27 To say that they did so in respect of all causes of action, apart from those that might arise under the Trade Practices Act, is, in my view, to give the contract, and in particular Part 4, an artificial and non-commercial construction. On the other hand, to construe it as George Floth submits seems to me to be, looking at it objectively, no more than an effectuation of the intent of the parties.
28 Nor do I think that the view that I have expressed requires some violence to the language of the clause as a whole. On the contrary, I think, the words "or otherwise" are wide enough in their ordinary meaning to pick up liability under statute, and nothing in what follows (either in cl 4.3 or in cl 4.5) cuts down the available width of those words.
29 There are two "footnotes" to what I have said. The first is that there is no doubt that the claims articulated in the third cross-claim, are, as Mr Loewenstein rightly conceded, in respect of or in relation to the Services. For an explanation of the width of connection envisaged by the words "in respect of" or "in relation to", see cases such as Technical Products Pty Ltd v State Government Insurance Office (Qld) (1989) 167 CLR 45.
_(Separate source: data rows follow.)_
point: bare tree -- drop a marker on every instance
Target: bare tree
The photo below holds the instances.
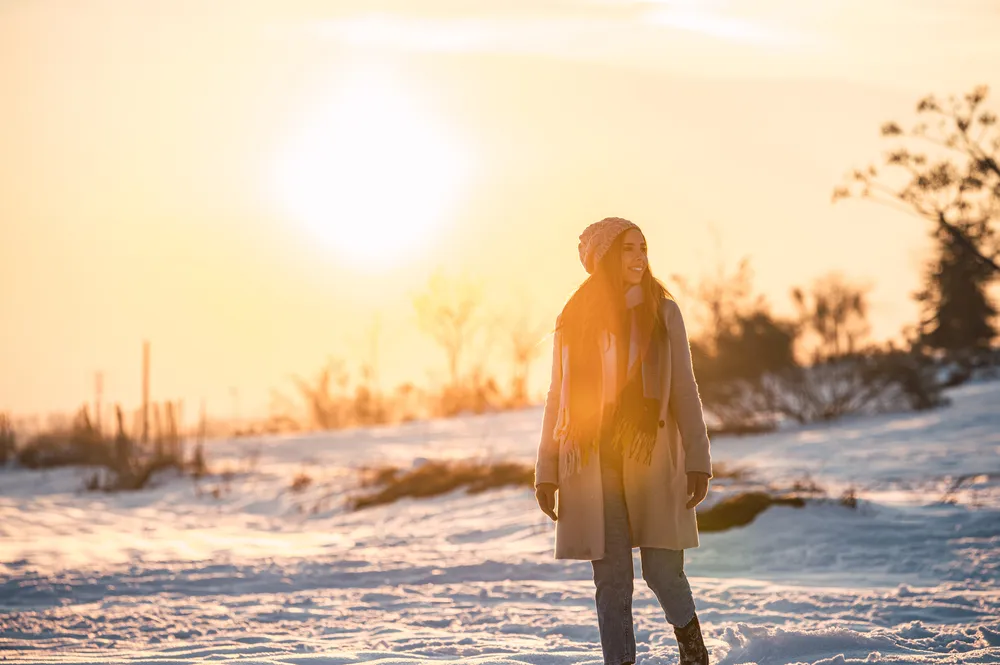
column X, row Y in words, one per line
column 447, row 310
column 956, row 186
column 835, row 313
column 525, row 335
column 324, row 407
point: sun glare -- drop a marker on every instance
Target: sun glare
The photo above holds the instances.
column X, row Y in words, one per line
column 370, row 175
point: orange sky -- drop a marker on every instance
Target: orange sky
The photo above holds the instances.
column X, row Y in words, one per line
column 139, row 145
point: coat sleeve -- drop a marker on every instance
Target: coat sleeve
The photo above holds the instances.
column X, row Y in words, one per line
column 685, row 402
column 547, row 459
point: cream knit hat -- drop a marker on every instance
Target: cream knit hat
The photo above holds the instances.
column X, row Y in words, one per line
column 596, row 239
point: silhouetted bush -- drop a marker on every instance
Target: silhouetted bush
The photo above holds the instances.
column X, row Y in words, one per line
column 127, row 465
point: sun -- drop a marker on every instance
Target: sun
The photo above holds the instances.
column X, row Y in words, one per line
column 370, row 175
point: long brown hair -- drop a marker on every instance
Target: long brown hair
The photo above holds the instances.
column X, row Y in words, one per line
column 598, row 304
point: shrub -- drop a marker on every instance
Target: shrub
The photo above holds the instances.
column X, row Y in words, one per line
column 6, row 439
column 436, row 477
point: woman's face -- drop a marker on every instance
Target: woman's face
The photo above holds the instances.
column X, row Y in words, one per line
column 634, row 260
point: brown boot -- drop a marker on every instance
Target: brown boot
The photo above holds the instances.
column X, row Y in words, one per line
column 690, row 643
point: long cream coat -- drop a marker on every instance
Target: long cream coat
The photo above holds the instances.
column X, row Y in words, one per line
column 655, row 494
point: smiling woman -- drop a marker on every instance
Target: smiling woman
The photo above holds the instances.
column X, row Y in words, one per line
column 370, row 165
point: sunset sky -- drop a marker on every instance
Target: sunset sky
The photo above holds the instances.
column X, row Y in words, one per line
column 246, row 184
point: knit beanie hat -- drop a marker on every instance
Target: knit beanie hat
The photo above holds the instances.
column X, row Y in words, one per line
column 596, row 239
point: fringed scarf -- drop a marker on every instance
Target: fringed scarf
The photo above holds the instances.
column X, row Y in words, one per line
column 630, row 420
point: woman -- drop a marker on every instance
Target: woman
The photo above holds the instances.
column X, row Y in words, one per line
column 624, row 439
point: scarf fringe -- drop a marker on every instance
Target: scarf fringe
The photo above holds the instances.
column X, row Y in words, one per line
column 578, row 453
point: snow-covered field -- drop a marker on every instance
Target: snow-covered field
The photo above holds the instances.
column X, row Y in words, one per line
column 246, row 568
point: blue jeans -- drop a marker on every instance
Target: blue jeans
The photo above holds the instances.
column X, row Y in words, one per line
column 662, row 569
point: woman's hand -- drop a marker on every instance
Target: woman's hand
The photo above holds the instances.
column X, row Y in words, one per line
column 545, row 494
column 697, row 487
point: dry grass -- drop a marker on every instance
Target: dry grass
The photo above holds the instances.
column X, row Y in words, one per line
column 301, row 482
column 438, row 477
column 741, row 509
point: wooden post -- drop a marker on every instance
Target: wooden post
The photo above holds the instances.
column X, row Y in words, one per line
column 145, row 391
column 98, row 394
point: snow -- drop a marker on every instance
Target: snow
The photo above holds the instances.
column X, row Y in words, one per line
column 242, row 567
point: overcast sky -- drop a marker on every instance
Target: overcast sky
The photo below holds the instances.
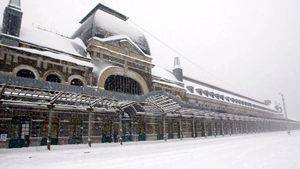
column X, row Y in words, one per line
column 249, row 46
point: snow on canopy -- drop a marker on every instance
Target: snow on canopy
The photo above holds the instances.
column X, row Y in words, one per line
column 231, row 96
column 3, row 4
column 15, row 3
column 104, row 25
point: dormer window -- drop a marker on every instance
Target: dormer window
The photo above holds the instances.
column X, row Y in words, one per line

30 The second footnote is that there was no submission to the effect that the apparent operation of Part 4 (as I have construed it) conflicted with or should be read down by reference to, the limitation period of six years provided in s 82(2) of the Trade Practices Act.
Conclusions and orders
31 For those reasons, I conclude that each of the questions proposed for separate determination should be answered "yes". It follows, as the parties are agreed, that the third cross-claim is not maintainable and that there should be judgment for George Floth on it.
32 I direct entry of judgment in favour of the cross-defendant to the third cross-claim on that cross-claim and I order the cross-claimants to pay the cross-defendant's costs.
33 The exhibits are to remain with the file for 28 days and thereafter to be dealt with in accordance with the rules.
34 The order for costs is to include any costs that have been reserved as between the cross-claimants and the cross-defendant on the third cross-claim.
35 I reserve liberty to apply in respect of any application that costs be paid on some basis other than the ordinary basis.